/. [Intel Adds DRM to New Chips]

Adam Back adam at cypherspace.org
Thu Jun 2 11:20:33 PDT 2005


On Thu, Jun 02, 2005 at 11:05:30AM +0200, DiSToAGe wrote:
> I have read infos that say that audio and video drivers will be in the
> trusted chain. If your hardware system is used by an os (i.e. win) on
> which you can't create drivers, and only industry signed drivers can be
> used you can't bypass this by hacking drivers ...

Right.

> My though is the hardware drm can be reverse engineered ? If you use
> cert on your DRM you must put cert and private keys on your DRM chip ...

No the private key would be generated on the chip at manufacture, and
a signed certificate of it inserted by the manufacturer.

> So you can make a "soft drm" that use all the instructions of the
> reverse engineered hard drm, you but the reverse engineered private
> key, certs on your soft drm. 

It is feasible in the following way to make a soft drm.  
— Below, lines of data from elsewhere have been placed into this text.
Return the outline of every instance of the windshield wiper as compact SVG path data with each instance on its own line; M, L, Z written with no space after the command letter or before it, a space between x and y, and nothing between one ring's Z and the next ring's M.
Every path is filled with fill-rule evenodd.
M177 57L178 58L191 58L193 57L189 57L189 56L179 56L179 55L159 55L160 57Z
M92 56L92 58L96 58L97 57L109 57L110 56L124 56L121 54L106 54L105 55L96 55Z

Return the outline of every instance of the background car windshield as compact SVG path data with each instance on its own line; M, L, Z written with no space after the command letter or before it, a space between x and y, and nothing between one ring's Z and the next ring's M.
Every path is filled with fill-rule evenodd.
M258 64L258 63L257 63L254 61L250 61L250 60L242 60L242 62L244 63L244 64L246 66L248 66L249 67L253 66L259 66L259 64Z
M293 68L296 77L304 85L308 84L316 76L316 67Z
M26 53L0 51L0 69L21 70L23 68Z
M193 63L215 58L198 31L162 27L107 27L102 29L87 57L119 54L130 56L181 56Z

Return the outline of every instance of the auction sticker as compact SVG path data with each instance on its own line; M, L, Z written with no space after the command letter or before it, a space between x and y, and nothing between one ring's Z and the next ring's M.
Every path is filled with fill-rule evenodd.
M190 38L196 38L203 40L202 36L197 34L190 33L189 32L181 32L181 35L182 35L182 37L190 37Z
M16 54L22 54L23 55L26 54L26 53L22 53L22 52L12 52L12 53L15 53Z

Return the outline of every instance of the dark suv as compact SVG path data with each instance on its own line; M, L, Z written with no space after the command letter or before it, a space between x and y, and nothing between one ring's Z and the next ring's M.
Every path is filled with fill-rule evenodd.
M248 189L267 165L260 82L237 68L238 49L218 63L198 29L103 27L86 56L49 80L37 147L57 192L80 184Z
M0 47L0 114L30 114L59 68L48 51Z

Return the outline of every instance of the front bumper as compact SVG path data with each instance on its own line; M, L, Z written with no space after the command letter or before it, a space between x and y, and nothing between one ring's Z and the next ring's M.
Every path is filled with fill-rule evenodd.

Step1. Get yourself a software controlled key signed by the hw
manufacturers.  Either:

1a. extract an already signed one out of the DRM hardware on your
machine by hardware hacking.

1b. find an insider at the manufacturing plant to sign a key actually
in the control of software;

1c. obtains the CA key used to do the signing (probably rather hard,
obviously they'll be trying to keep that one secure in tamper
resistant hardware with no key export function).

Step2. share the key, or setup a service to falsely authenticate
pure software DRM as hardware DRM with your key.

Now to stop you sharing this key directly or making a p2p DRM auth
server, they have to revoke the key.

I believe their revocation model is a bit weak from what I read of the
specs a while back.  They have a kind of challenge:

- to avoid criticism of privacy invasion, they have to make the thing
anonymous (or at least pseudonymous with lots of pseudonyms)

- however you can't blacklist a truly anonymous challenge-response.

(There was a protocol from Ernie Brickell with this kind of problem.)

Depending on what the final details are therefore their revocation
model might be weak.

> (so seems happy futur, something you buy and use but don't own ?)

Yes.  It is outrageous for the RIAA/MPAA and hardware companies to be
trying to foist this stuff on people.


The other way is to find a buffer overflow or such in one of these
privileged signed drivers and then you can inject code/or bypass DRM
restrictions in pure software.  They might at some point giving you
signed AND encrypted drivers so you can't even reverse-engineer them,
but I would say you have a right to know and control what is running
on your machine.

Another even more powerful buffer overflow would be one in the
supervisor / mini-OS that is hosting the Trusted Agents in ring -1.